2 Joyful with all the strength I have
My quivering lips should sing,
“Where is thy boasted victory, Grave?
And where’s the monster’s sting?”
3 If sin be pardoned, I’m secure;
Death has no sting beside;
The law gives sin its damning power,
But Christ, my ransom, died.
4 Now to the God of victory
Immortal thanks be paid,
Who makes us conquerors, though we die,
Through Christ our living Head.
Source: A Selection of Hymns for Public Worship. In four parts (10th ed.) (Gadsby's Hymns) #464
First Line: | O for an overcoming faith |
Title: | Victory Over the Fears of Death |
Author: | Isaac Watts |
Meter: | 8.6.8.6 |
Language: | English |
Copyright: | Public Domain |
O for an overcoming faith. J. Watts. [Second Advent]. First published in his Hymns and Spiritual Songs, 1707 (2nd edition 1709, Book i. 17), in 4 stanzas of 4 lines.
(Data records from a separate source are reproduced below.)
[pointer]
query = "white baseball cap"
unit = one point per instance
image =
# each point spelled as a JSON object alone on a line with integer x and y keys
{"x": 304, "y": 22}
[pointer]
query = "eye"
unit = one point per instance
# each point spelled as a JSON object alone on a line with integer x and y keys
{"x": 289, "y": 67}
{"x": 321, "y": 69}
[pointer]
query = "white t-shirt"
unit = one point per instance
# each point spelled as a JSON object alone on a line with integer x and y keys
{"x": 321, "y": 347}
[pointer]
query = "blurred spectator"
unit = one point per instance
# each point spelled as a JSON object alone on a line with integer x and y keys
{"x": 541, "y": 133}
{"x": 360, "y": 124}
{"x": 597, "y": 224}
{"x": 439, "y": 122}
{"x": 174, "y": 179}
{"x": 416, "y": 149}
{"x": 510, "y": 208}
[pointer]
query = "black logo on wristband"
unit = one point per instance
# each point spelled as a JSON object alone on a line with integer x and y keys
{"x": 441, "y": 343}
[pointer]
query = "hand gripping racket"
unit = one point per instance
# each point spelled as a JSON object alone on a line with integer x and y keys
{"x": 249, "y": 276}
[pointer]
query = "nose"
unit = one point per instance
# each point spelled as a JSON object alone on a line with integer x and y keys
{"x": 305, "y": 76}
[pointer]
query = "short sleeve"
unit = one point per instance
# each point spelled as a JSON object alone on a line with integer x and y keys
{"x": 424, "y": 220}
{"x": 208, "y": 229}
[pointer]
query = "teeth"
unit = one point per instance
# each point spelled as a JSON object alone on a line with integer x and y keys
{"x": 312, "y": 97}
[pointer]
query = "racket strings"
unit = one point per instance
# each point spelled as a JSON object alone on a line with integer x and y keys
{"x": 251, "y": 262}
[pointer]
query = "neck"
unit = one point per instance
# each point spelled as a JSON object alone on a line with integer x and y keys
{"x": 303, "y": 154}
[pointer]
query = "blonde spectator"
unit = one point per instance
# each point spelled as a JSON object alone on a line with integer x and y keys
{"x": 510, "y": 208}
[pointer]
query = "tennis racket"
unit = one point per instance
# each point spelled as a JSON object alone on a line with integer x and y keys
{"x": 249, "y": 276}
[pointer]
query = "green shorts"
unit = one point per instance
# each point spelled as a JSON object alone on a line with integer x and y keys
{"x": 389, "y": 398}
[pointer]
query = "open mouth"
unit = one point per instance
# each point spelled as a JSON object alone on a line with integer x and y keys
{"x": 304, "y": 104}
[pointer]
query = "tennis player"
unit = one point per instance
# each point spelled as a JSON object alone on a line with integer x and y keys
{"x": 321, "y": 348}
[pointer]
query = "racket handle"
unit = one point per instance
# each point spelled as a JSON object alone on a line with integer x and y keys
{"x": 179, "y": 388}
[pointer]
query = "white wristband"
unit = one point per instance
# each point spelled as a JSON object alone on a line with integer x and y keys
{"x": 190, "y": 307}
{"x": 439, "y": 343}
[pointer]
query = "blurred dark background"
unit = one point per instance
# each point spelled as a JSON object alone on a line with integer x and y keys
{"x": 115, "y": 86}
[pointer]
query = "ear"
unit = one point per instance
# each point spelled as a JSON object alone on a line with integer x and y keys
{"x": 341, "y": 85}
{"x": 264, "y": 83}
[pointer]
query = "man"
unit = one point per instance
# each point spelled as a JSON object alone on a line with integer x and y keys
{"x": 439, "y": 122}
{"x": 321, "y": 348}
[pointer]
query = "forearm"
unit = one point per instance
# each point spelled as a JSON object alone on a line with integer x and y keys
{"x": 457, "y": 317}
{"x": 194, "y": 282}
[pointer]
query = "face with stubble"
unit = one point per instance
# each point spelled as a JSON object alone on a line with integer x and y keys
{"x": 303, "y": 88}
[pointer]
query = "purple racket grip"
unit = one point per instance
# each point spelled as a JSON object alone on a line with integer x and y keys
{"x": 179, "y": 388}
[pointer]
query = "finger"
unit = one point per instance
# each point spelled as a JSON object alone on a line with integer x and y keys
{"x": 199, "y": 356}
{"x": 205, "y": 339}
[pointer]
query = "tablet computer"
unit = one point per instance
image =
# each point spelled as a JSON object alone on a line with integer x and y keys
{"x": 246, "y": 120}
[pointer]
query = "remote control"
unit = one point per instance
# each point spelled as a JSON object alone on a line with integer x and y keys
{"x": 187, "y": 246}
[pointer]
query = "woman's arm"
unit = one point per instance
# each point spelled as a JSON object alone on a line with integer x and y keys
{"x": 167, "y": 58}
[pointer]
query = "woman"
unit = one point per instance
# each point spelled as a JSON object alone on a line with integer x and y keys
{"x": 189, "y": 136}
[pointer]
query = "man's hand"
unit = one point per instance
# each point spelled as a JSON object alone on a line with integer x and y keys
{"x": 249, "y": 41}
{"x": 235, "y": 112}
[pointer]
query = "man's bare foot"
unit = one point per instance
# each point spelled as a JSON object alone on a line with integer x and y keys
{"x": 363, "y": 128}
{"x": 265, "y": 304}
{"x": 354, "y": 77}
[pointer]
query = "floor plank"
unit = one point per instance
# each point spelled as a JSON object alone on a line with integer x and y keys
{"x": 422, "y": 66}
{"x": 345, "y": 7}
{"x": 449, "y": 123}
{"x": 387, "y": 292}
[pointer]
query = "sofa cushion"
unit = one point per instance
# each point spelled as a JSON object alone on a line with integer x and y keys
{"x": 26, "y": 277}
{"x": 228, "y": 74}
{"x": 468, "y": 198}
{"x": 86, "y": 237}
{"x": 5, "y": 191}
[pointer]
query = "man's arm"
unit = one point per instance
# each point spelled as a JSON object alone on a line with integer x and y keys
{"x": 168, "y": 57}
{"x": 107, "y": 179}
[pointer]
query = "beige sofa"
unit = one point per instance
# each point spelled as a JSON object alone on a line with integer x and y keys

It is based on 1 Cor. xv. 55-58, and in included in several hymn-books in Great Britain and America.
Another form is that given to it as No. 41 in the Draft Scottish Translations and Paraphrases, 1745, beginning, "When the last trumpet's awful voice." It is in 7 stanzas of 4 lines, of which i.-iii. and vii. are new, and stanzas iv.-vi. are stanzas ii.-iv. of this hymn by Watts. It was rewritten in the public worship edition of the Translations and Paraphrses, issued by the Church of Scotland in 1781 and still in common use; stanza iii., 11. 3, 4, being altered from the 1745 text, and stanza vii. rewritten as stanzas vii. and viii. The text of 1745 is ascribed by the eldest daughter of W. Cameron to Thomas Randall (an opinion not shared in by the other authorities); and the alterations in 1781 to W. Cameron. This form of the text is in common use outside of the Trs. and Paraphrases, both in Great Britain and America. Sometimes stanzas iii.—vi. are slightly altered as, "Behold what heavenly prophets sung." This form is in the Edinburgh Diocesan Selection of 1830, No. 23, and again in the Scottish Episcopal Collection, 1858, No. 126. [Rev. James Mearns, M.A.]